L’interventoLa correttezza dei claim ambientali nel contesto della comunicazione commerciale” a cura di Paola La Licata – Avvocato e Partner LS Cube, Studio legale, ha approfondito i Green claims, il quadro normativo e principi europei di riferimento, con approfondimenti sul Greenwashing e le certificazioni ambientali.  L’Avv. La Licata definisce Green claim quelle comunicazioni volontarie di carattere commerciale che usano riferimenti a caratteristiche di sostenibilità del servizio o del prodotto, con l’obiettivo di informare il consumatore dell’impegno dell’azienda verso l’ambiente. Rappresentano chiaramente un vantaggio competitivo ma devono innanzitutto essere supportati da evidenze scientifico-tecniche e l’impatto ambientale che richiamano deve rappresentare un benefico verificabile, significativo e comparabile rispetto a ciò che è già presente in commercio. È naturalmente richiesto che questi claim non siano in conflitto con altri principi di comunicazione commerciale. Scadere nel greenwashing, avverte l’Avv. La Licata, è il primo rischio. Con il termine “greenwashing claims” nato dall’unione di green (verde in termini ecologici) e white washing (nascondere fatti spiacevoli), si intende una comunicazione caratterizzata dalla discrasia tra una situazione negativa e una comunicazione positiva. Questa si traduce in claim fuorvianti e pretestuosi che mirano ad avvicinare, attraverso l’utilizzo del colore verde o terminologie come eco o eco-friendly, il consumatore a servizi o prodotti che nella realtà, in termini di sensibilità e sostenibilità ambientale, non trovano riscontro con quanto dichiarato.
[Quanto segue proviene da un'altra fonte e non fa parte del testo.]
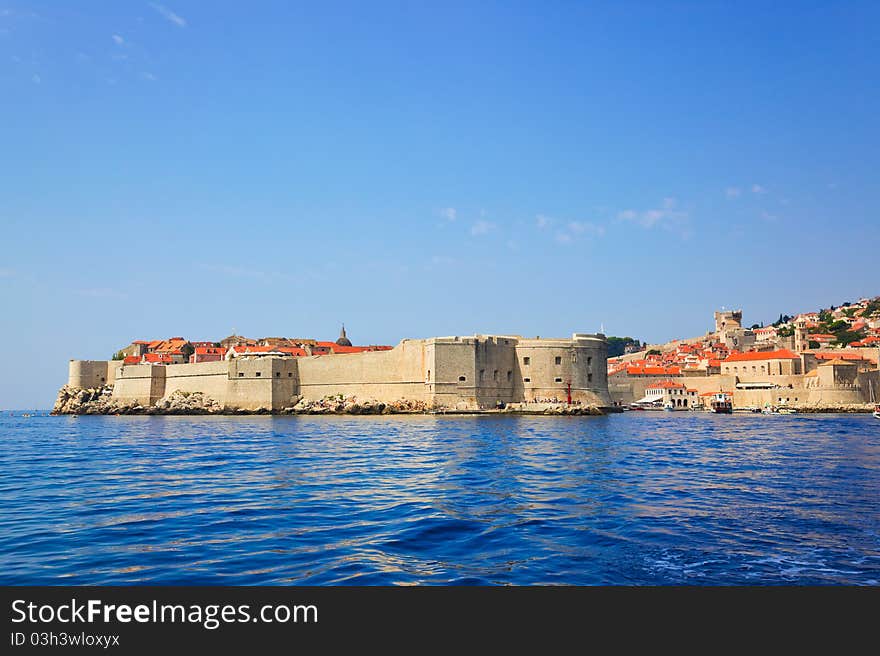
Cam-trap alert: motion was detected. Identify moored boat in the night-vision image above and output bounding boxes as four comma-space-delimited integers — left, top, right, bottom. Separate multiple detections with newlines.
712, 392, 733, 415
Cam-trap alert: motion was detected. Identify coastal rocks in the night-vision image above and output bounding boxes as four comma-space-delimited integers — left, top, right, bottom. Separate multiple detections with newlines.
52, 385, 114, 415
501, 403, 606, 417
52, 385, 223, 415
155, 390, 223, 415
281, 395, 428, 415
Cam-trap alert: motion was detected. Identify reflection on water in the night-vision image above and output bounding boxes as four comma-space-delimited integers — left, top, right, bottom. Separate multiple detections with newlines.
0, 413, 880, 585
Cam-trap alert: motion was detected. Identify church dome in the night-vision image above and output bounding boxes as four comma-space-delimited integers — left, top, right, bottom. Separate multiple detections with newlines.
336, 324, 351, 346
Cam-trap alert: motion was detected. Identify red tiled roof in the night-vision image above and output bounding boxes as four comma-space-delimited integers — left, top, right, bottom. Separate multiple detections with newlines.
144, 353, 174, 364
648, 380, 684, 389
725, 349, 799, 362
195, 346, 226, 355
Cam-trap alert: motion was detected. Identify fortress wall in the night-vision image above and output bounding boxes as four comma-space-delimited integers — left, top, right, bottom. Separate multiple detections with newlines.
113, 364, 165, 405
67, 360, 116, 389
474, 336, 523, 408
296, 340, 429, 403
516, 335, 612, 406
165, 360, 229, 403
425, 337, 478, 409
223, 357, 288, 410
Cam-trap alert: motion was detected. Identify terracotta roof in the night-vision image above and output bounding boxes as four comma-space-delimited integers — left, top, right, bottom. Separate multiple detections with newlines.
725, 349, 799, 362
647, 380, 684, 389
195, 346, 226, 355
815, 352, 865, 360
819, 358, 856, 367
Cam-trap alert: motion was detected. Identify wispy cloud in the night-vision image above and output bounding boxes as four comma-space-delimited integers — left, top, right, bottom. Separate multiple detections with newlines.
617, 198, 688, 229
150, 2, 186, 27
425, 255, 458, 271
568, 221, 605, 237
75, 287, 128, 300
438, 207, 458, 221
556, 232, 571, 244
471, 221, 495, 237
198, 264, 294, 282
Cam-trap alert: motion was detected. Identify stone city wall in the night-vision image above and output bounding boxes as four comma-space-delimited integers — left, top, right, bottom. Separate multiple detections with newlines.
68, 334, 611, 410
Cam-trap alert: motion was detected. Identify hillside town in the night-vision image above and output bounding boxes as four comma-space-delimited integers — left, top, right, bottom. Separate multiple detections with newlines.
608, 297, 880, 411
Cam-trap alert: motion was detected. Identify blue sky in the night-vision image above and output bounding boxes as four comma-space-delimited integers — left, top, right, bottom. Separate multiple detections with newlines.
0, 0, 880, 408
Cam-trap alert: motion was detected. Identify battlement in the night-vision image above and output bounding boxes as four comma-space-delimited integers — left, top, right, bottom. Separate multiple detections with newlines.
69, 333, 611, 410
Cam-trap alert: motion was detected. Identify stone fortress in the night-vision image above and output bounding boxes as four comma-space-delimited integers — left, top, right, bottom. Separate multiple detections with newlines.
67, 333, 613, 412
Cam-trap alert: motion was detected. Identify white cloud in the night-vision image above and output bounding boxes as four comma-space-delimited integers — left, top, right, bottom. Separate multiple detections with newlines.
150, 2, 186, 27
471, 221, 495, 237
425, 255, 458, 270
568, 221, 605, 237
76, 287, 128, 300
617, 198, 688, 229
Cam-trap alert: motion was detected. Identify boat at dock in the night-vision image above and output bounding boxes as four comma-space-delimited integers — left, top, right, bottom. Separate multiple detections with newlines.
711, 392, 733, 415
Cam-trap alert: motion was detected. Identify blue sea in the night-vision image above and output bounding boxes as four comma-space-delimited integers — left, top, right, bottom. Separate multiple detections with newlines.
0, 412, 880, 585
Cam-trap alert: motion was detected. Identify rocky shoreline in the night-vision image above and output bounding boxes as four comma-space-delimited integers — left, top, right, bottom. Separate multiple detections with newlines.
51, 385, 605, 416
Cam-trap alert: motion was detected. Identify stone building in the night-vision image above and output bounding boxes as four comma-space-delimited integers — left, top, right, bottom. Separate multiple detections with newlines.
69, 333, 612, 410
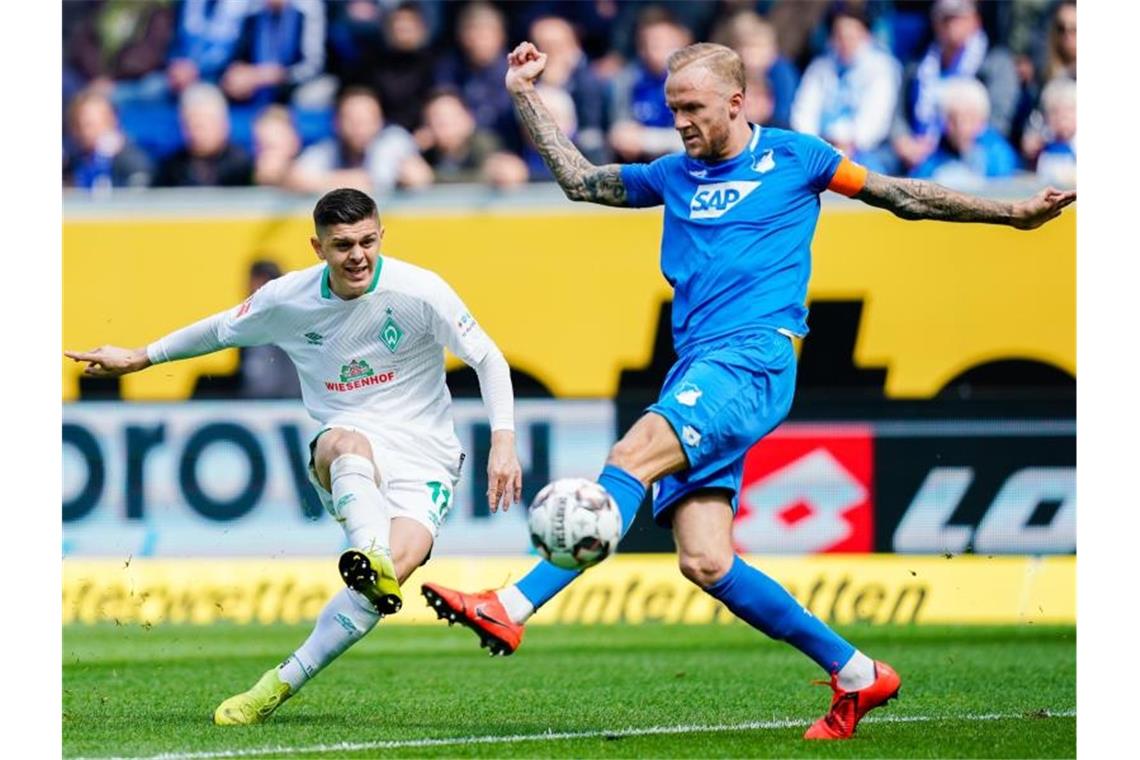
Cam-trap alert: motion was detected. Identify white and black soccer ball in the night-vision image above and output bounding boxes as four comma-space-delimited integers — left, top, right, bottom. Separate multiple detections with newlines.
527, 477, 621, 570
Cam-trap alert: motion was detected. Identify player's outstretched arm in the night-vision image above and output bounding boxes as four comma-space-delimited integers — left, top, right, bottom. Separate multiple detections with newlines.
64, 345, 150, 377
64, 298, 258, 377
506, 42, 627, 206
854, 172, 1076, 229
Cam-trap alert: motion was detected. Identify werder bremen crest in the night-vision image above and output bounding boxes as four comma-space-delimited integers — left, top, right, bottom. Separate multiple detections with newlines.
380, 309, 404, 353
341, 359, 376, 383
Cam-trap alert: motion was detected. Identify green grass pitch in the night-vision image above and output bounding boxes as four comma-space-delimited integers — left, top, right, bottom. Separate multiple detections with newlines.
63, 623, 1076, 760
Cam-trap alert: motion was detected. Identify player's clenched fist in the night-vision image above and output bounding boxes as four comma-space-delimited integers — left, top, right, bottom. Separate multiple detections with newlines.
64, 345, 150, 377
1012, 187, 1076, 229
506, 42, 546, 92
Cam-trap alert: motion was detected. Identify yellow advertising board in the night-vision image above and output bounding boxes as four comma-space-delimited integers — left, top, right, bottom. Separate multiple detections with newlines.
63, 205, 1076, 400
63, 555, 1076, 626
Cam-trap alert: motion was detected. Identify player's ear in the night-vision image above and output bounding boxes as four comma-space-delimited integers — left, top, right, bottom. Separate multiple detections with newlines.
309, 237, 325, 261
728, 90, 744, 119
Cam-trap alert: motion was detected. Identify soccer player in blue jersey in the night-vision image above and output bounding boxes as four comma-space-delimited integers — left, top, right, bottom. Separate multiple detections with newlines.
423, 42, 1076, 739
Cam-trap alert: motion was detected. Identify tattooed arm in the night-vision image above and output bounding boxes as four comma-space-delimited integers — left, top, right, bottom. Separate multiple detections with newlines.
506, 42, 626, 206
854, 172, 1076, 229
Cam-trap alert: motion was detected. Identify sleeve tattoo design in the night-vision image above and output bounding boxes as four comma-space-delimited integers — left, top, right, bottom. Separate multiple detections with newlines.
855, 172, 1013, 224
513, 89, 626, 206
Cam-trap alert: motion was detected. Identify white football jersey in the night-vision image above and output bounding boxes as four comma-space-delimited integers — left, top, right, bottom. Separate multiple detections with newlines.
219, 256, 492, 477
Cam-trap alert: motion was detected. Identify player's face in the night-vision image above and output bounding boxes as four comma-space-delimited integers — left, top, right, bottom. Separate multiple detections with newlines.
665, 66, 744, 161
311, 216, 384, 299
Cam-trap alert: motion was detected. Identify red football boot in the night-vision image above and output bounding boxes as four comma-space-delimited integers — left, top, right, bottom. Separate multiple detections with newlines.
420, 583, 522, 656
804, 661, 902, 738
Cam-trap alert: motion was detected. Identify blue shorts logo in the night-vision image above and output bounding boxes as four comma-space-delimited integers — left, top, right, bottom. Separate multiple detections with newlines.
673, 382, 701, 407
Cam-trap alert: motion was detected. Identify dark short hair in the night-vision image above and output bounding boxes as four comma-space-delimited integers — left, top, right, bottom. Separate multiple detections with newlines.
312, 187, 380, 235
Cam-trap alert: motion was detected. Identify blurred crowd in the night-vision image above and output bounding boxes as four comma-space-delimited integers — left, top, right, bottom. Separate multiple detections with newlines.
63, 0, 1076, 193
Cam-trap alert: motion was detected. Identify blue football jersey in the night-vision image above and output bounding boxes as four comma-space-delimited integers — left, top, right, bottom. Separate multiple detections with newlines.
621, 125, 842, 353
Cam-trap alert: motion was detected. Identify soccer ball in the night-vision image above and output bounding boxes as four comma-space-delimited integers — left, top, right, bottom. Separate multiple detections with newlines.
527, 477, 621, 570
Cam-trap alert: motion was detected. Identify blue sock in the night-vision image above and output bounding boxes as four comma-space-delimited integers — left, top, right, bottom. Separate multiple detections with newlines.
705, 556, 855, 673
515, 465, 645, 610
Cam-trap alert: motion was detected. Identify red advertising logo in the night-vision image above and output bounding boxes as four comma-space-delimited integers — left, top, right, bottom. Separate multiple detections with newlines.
733, 424, 874, 554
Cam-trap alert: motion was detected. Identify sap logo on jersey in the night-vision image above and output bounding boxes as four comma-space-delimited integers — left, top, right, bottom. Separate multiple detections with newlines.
689, 181, 760, 219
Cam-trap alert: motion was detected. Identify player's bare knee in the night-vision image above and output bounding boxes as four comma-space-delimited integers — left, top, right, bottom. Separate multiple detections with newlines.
312, 427, 373, 490
677, 551, 732, 588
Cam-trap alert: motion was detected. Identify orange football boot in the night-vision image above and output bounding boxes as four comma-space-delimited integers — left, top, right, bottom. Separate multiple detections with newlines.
420, 583, 522, 656
804, 661, 902, 738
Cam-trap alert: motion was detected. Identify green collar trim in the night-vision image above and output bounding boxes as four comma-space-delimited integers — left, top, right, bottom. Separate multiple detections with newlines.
320, 255, 384, 299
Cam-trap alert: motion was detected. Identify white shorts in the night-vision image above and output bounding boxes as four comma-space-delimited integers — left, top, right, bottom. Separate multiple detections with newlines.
309, 425, 459, 540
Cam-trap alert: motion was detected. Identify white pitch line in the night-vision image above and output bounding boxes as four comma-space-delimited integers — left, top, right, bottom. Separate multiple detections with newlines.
76, 710, 1076, 760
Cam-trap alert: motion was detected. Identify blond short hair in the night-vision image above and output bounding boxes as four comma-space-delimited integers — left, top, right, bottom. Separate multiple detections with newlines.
666, 42, 746, 92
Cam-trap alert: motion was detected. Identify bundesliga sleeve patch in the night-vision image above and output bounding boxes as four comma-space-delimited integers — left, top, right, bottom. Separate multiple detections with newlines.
455, 311, 475, 337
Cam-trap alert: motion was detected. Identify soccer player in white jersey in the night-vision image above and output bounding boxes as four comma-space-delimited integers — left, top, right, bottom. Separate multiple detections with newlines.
65, 189, 522, 725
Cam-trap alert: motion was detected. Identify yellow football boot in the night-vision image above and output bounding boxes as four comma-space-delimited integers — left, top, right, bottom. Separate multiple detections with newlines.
340, 549, 404, 615
214, 668, 292, 726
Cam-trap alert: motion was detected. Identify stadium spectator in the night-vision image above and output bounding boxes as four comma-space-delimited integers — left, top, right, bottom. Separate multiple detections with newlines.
891, 0, 1020, 167
416, 90, 527, 185
155, 82, 253, 187
791, 7, 902, 173
64, 88, 154, 190
286, 88, 431, 193
606, 0, 711, 66
911, 76, 1018, 190
751, 0, 834, 68
1023, 76, 1076, 187
253, 105, 301, 187
221, 0, 325, 105
237, 260, 301, 399
744, 76, 776, 124
342, 2, 437, 131
1042, 0, 1076, 83
714, 10, 799, 129
530, 16, 610, 163
65, 0, 174, 89
610, 7, 690, 161
160, 0, 250, 93
435, 1, 514, 137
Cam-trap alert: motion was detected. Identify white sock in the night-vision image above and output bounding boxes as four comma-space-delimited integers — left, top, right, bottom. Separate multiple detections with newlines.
839, 649, 874, 692
277, 588, 380, 694
495, 583, 535, 623
328, 453, 392, 555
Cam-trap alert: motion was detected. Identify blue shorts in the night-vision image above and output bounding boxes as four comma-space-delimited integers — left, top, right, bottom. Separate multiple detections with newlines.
648, 329, 796, 525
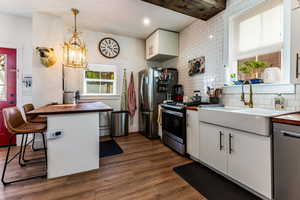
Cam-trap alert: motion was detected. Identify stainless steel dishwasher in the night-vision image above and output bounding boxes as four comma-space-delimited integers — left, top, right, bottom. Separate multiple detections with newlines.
273, 123, 300, 200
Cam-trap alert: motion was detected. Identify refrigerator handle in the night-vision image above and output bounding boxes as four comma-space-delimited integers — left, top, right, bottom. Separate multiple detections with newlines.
140, 74, 145, 104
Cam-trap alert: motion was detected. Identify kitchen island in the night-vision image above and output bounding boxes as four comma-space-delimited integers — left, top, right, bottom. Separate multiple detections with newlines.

La sessione si è conclusa con la presentazione “La sostenibilità nel modello aziendale di Montefarmaco OTC. Il progetto di packaging sostenibile”, a cura di Stefano Colombo – Amministratore Delegato di Montefarmaco OTC che ha presentato esempi concreti di come la sostenibilità sia diventata un driver di primo piano all’interno della mission aziendale, un vero e proprio asset strategico. Un business sostenibile, sostiene l’AD, è un business di successo che aiuta a migliorare le performance, che genera crescita e contribuisce allo sviluppo della società. L’azienda da tempo ha intrapreso una serie di attività con l’obiettivo di generare valore in una prospettiva a lungo termine. Il settore farmaceutico è oggi molto più attento al tema della sostenibilità ma è compito delle aziende effettuare delle scelte che consentano di aumentare la qualità dei prodotti e dei servizi ma che contestualmente consentano di ridurre i consumi necessari alla produzione e alla commercializzazione, in un’ottica di benessere globale. Questo approccio orientato alla sostenibilità poggia sul miglioramento “culturale” in ambito aziendale (es. la digitalizzazione), sull’organizzazione, per ottimizzare l’efficienza della struttura, e sull’innovazione, dalle formulazioni dei prodotti alle soluzioni di packaging.